Я был против. Мы взяли к лавке, где он всех знал-де, любящий редкости. Шмыгов вырос в старинности, - чей бренд, всё-таки, не сравнится с квашнинским; Шмыговы, врал он, выбились через 'личное, сэр, дворянство при Павле Первом'; выпивши, он продлял себя до английского пэрства, - и в антикварных салонах редкости говорили с ним не о скрытом в них духе, но об эмоциях чаепития на фарфоре денди или красавицы, у какой 'бесподобная роковая судьба, сэр!'. (Следует с детства быть рядом с вещью, чтобы понять её. Живший в скудости, заменяемой новой массовой утварью и штампованной модою, я вещей не ценил и не знал их, как их знал Шмыгов. Бр'aтина говорила мне, а всё прочее - нет, молчало, в смысле про чувства: про теплокровность, страстность, семейственность... запах, локон, в конце концов, некой особи, жившей с вещью год'a).
– Посмотрим?
– Он задержался.
– Ты её видел.
– И я откинул с бр'aтины тряпки.
Он наклонился.
– Видел лет пять назад...
– Выпрямляясь, он снял очки.
– Годы Софьи-царевны?
– Тёмный, Василий.
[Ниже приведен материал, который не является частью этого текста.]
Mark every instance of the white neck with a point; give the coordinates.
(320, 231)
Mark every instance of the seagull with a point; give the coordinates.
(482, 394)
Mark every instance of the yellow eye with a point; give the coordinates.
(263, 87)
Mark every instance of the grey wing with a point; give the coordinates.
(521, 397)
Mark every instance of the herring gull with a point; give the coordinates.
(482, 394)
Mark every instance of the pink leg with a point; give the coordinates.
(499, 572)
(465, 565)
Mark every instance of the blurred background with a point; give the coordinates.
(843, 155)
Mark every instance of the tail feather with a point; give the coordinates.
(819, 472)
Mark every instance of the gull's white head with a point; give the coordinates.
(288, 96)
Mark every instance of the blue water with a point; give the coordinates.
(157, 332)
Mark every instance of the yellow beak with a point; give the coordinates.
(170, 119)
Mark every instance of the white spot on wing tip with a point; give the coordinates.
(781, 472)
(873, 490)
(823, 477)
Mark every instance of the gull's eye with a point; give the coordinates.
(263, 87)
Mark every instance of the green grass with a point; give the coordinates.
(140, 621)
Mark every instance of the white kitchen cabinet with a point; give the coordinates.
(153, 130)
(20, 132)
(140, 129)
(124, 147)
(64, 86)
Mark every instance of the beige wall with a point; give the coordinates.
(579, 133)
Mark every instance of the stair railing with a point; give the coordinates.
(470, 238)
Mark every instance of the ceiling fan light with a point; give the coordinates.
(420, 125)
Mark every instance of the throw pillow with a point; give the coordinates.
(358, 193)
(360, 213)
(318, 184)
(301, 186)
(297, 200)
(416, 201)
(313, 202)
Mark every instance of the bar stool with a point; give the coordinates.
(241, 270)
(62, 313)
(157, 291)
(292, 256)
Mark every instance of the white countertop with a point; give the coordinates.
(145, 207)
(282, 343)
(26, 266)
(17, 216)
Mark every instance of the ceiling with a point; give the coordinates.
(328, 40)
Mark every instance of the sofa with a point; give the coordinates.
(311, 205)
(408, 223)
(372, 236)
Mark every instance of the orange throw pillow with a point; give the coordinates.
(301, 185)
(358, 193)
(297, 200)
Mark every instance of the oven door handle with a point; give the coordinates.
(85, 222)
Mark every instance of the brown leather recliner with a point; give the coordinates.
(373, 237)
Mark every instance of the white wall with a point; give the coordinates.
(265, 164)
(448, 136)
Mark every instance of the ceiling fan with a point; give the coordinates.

Был такой. Век пятнадцатый...
– Я взглянул вокруг. Сеть проулков и улочек почковалась от Сретенки и смыкалась фасадами под глобальным ремонтом. Целый квартал крыт сетками.
Шмыгов фыркал.
– Этак не может быть! Ты уж очень, сэр, в глубь сермяжную, иже с ним и в посконную... Шмыгов волка съел, и он знает, чт'o этим пиплам из креативного класса, кто здесь поселятся, нужно, кроме хай-тека: киски, венерки, мрамор и бронза, да чтоб без п'aтины, айвазовские и брюлловы в брэндовых рамках, люстры и ложки как бы из золота и тяжёлая, бла-ародная мебель: чиппендэйл, бидермейер, ар деку и барокко... Славная, впрочем, вижу, поделка. (Слышалось, что подделка). Крышки нет, но вдруг сим окрылит кого: дескать, сшиб вихрь истории... Резюмирую: если это, - он тронул сумку, - злато и с'eребро, двадцать тыщ своих долларов ты получишь.